Top 27 Fiction Photography Quotes
#1. It's always seemed to me that photography tends to deal with facts whereas film tends to deal with fiction.
Diane Arbus
#2. If you take 2001: A Space Odyssey as an example of somebody who creates a new language in film by what he was able to accomplish with art direction, photography, lighting, etc., it is still a gold standard for science fiction.
Matthew Modine
#3. Photography's ability to blur truth and fiction is one of its most compelling qualities. But when misused ... this ambiguity can have severe, even lethal consequences ... Photography's ambiguity, beautiful in one context, can be devastating in another.
Taryn Simon
#4. Don't let not knowing what to do prevent you from doing anything at all
Victoria Alexander
#5. Ome INSIDE is home shining brightly above all homes in physical world.
Christina Westover
#6. Real music is what I consider to be uncorporatized music, the music that just happens. I feel like that's not a very well-known thing.
Frank Fairfield
#8. What chilling blows we suffer-thanks to our conflicting wills-whenever we show these mortal men some kindness.
Steve Berry
#9. No disaster can stay shiny and new forever. No worry has ever been invented that the mind cannot bully down into mere background noise.
Jamie Mason
#10. I was really into writing short fiction and also photography when I was a kid.
Sean Durkin
#11. She had what it took: great hair, a profound understanding of strategic lip gloss, the intelligence to understand the world and a tiny secret interior deadness which meant she didn't care.
Douglas Adams
#12. She knew what she looked like - someone at the edge of catastrophe, someone already flinching from a blow that had not yet been delivered.
Josephine Humphreys
#13. A body of work, therefore, reveals the intellectual and emotional progress of the writer, and is a map of his soul. It's both terrifying and liberating to consider this aspect of being a novelist.
Dean Koontz
#14. Shared emotions experienced by two souls,empathy on unequivocal level which Davey believed would change entire species of mankind if only secret of empathy could be telepathically shared with humanity,one soul after another, until every soul understood true meaning of love.
Christina Westover
#15. I am sad for the dead and I am sad for the living
but not for my 5 cats
Charles Bukowski
#16. Photographs are so strange; they are always in the present tense, everyone captured in a moment that will never come again.
Natasha Solomons
#17. The magician and the politician have much in common: they both have to draw our attention away from what they are really doing.
Ben Okri
#18. I adore [photography's] uneasy mix of fact and fiction - its dubious claim to truth - its status as history.
Eleanor Antin
#19. Pluralism lets things really exist in the each-form or distributively.
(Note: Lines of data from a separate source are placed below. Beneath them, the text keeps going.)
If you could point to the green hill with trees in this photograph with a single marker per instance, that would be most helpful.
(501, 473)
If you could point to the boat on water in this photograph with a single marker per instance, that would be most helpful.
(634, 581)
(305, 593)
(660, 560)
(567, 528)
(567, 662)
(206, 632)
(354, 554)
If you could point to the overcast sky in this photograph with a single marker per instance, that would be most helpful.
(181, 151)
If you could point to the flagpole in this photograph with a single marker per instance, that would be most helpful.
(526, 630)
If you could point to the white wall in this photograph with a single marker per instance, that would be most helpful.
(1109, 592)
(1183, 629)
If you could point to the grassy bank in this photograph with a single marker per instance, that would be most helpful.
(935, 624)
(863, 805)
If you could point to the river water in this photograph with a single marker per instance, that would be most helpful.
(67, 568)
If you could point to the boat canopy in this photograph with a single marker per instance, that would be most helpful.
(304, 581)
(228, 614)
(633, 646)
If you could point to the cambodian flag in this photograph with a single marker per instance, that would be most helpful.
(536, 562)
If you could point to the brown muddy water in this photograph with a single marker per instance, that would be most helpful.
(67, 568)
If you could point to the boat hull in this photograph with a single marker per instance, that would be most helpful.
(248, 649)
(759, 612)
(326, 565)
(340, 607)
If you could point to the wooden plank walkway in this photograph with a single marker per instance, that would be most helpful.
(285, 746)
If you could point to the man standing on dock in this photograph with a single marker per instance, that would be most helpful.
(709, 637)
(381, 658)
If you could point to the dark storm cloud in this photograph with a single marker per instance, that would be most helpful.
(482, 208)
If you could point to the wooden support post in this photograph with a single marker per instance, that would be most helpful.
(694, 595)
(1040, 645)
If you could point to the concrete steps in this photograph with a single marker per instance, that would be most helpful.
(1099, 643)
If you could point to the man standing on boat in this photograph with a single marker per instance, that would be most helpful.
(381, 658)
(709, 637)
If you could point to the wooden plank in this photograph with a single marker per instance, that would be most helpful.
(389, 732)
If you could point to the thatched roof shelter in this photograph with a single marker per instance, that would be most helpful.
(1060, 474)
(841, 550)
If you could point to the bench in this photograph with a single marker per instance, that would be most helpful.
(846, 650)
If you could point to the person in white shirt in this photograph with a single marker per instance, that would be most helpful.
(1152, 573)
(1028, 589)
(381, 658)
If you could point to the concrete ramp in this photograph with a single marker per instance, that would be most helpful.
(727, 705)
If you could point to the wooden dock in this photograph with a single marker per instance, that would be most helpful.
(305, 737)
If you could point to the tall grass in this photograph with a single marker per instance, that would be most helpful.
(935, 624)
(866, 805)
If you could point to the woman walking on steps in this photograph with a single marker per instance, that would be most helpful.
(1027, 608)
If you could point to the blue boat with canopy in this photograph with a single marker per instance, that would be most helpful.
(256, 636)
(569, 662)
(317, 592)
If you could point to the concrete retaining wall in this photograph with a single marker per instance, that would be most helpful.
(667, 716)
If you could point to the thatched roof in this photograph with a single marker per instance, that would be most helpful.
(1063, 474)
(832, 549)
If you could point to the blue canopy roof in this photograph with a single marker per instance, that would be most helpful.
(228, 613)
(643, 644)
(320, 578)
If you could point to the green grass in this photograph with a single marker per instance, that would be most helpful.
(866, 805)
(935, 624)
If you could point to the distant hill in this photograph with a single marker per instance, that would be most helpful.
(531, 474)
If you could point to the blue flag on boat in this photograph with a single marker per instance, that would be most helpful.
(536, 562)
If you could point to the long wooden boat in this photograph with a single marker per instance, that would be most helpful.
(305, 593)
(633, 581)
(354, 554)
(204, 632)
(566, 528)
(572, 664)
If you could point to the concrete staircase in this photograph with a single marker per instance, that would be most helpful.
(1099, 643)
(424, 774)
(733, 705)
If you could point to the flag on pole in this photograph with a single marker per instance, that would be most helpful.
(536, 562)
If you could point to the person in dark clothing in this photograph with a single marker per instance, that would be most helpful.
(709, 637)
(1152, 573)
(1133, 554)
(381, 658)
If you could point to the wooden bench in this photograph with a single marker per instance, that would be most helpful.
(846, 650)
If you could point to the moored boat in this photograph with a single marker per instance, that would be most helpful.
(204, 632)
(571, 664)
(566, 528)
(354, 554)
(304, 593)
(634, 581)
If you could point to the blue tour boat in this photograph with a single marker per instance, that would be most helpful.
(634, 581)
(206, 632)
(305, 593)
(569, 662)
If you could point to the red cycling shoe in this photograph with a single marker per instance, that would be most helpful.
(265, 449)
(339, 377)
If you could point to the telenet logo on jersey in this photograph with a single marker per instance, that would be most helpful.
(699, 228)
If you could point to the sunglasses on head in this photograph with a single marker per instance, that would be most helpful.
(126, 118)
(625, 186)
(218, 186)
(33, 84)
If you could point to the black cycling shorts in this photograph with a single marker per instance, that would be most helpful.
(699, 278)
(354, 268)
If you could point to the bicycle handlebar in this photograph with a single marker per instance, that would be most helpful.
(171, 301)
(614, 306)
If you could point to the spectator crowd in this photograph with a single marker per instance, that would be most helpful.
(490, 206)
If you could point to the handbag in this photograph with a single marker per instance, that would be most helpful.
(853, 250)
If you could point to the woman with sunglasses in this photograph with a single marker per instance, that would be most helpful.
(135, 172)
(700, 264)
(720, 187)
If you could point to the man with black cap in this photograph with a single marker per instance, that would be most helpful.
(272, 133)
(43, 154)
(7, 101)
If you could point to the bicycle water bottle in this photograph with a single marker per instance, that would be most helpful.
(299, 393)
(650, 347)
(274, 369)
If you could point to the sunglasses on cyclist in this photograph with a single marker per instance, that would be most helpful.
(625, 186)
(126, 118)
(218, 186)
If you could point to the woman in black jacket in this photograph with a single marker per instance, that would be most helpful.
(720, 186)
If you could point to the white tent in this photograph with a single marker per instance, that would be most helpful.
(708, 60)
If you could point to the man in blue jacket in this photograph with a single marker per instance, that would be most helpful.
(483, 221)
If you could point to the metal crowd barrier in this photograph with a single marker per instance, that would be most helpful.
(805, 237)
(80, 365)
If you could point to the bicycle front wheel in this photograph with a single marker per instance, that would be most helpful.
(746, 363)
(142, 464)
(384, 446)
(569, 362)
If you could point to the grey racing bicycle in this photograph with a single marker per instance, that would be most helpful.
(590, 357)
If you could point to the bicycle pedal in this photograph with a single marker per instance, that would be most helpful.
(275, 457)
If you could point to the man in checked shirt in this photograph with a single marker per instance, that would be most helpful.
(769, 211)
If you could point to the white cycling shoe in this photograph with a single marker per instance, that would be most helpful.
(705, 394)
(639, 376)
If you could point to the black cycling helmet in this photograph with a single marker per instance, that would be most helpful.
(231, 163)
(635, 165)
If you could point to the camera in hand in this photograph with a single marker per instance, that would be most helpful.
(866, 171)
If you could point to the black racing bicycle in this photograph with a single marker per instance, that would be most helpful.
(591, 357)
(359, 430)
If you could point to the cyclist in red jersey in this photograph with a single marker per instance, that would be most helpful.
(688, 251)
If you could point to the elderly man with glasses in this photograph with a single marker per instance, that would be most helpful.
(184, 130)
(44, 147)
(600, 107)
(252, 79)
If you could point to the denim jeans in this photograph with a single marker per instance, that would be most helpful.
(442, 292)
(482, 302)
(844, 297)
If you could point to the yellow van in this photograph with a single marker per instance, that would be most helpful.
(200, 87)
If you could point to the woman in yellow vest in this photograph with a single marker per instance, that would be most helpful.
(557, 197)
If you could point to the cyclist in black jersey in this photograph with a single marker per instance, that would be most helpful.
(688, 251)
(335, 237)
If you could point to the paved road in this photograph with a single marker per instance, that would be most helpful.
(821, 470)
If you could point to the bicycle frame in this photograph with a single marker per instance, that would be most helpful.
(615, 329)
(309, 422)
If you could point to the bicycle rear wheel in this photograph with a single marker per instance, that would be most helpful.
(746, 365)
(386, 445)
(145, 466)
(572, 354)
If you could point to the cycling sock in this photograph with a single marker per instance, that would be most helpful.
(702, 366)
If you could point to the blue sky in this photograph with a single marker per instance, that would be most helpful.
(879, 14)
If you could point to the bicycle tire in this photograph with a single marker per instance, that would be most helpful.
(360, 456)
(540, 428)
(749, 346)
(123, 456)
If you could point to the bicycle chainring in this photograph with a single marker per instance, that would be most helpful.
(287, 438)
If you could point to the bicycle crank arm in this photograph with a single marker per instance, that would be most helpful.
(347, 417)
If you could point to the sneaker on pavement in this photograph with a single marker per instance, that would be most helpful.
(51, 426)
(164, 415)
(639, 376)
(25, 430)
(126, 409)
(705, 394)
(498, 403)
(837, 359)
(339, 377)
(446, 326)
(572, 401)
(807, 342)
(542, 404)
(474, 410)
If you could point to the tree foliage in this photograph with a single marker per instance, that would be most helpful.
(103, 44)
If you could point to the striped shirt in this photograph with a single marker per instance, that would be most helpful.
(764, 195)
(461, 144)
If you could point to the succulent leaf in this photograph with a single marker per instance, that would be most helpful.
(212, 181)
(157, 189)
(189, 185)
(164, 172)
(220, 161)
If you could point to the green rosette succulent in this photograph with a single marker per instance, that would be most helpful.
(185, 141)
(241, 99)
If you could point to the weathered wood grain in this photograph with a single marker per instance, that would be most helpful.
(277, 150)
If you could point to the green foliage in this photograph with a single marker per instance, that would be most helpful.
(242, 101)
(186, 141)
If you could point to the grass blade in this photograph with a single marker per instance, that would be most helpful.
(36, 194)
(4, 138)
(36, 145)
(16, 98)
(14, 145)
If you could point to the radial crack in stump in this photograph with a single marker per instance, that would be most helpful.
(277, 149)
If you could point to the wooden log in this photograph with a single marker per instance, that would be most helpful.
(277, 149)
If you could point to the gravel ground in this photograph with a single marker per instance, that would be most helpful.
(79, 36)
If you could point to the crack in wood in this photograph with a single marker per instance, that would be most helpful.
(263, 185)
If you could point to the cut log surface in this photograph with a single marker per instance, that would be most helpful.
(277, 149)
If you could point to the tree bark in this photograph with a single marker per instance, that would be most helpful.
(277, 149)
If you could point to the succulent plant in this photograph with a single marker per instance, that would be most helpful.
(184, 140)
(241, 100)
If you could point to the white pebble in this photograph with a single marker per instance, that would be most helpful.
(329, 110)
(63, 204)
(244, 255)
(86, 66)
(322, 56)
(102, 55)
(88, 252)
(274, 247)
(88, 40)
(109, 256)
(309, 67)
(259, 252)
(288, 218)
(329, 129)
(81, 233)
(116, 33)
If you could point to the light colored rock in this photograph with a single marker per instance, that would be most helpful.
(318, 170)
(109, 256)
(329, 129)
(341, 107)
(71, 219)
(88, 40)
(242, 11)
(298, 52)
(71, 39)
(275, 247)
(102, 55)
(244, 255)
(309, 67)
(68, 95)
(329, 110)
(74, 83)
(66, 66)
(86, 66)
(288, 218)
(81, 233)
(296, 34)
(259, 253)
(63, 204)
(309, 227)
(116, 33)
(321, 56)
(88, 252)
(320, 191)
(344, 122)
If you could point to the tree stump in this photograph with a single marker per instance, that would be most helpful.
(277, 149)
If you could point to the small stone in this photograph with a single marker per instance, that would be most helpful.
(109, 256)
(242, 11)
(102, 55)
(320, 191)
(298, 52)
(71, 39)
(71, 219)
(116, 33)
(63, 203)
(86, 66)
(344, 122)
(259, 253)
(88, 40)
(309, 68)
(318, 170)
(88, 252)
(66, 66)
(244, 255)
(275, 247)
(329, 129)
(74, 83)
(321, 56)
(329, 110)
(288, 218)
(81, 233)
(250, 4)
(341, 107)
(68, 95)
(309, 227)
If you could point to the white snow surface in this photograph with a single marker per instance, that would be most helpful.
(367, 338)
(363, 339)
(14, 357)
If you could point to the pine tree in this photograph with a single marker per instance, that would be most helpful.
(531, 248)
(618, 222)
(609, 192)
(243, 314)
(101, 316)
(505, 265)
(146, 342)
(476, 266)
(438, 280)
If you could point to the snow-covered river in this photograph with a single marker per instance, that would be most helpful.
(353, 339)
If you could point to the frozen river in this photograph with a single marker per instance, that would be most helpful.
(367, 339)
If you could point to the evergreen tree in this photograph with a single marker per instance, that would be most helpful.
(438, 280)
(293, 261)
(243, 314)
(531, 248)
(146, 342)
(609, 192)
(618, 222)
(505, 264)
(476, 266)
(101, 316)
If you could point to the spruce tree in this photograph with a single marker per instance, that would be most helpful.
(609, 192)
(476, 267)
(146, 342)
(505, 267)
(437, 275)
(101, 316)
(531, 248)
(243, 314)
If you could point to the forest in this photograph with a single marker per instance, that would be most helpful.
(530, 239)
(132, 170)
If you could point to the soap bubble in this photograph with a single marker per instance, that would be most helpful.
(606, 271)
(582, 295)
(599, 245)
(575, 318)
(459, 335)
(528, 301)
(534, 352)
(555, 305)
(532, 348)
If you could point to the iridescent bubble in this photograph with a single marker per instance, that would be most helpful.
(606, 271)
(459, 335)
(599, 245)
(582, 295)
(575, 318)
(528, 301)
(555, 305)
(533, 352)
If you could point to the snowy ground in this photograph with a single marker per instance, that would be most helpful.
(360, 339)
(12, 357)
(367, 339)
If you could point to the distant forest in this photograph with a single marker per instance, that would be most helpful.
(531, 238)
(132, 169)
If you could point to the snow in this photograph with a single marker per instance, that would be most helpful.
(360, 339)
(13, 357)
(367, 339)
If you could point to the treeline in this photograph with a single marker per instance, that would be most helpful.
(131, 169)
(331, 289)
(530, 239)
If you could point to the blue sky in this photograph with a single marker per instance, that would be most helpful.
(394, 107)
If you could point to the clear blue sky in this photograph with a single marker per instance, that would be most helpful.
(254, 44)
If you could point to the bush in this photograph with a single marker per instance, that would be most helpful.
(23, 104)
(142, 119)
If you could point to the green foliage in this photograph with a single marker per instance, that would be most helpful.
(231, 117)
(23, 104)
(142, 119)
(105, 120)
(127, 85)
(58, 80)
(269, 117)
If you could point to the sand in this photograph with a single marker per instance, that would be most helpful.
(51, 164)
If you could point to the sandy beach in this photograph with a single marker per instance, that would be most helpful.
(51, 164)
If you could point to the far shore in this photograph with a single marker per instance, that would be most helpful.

Monism thinks that the all-form or collective-unit form is the only form that is rational.
William James
#20. Every photograph is a fiction with pretensions to truth. Despite everything that we have been inculcated, all that we believe, photography always lies; it lies instinctively, lies because its nature does not allow it to do anything else.
Joan Fontcuberta
#21. Defining moment in new telepathist's life, moment when intuitive individual learns most of society isn't telepathic, doesn't see auras,doesn't know what life on ethereal astral plane is like.
Christina Westover
#22. When we respect our humanity, we can embrace our diversity.
Liza M. Wiemer
#24. You're all mad for words. Words are just farts from a lot of fools who have swallowed too many books. Give me things!
Robertson Davies
#25. With photography, I like to create a fiction out of reality. I try and do this by taking society's natural prejudice and giving this a twist.
Martin Parr
#26. I profoundly believe in - and teach - the proposition that photography is inherently a fiction-making process. Don't speak to me of the document; I don't really believe in it particularly now. A picture is not the world, but a new thing.
Tod Papageorge
#27. A portrait photographer depends upon another person to complete his picture. The subject imagined, which in a sense is me, must be discovered in someone else willing to take part in a fiction he cannot possibly know about.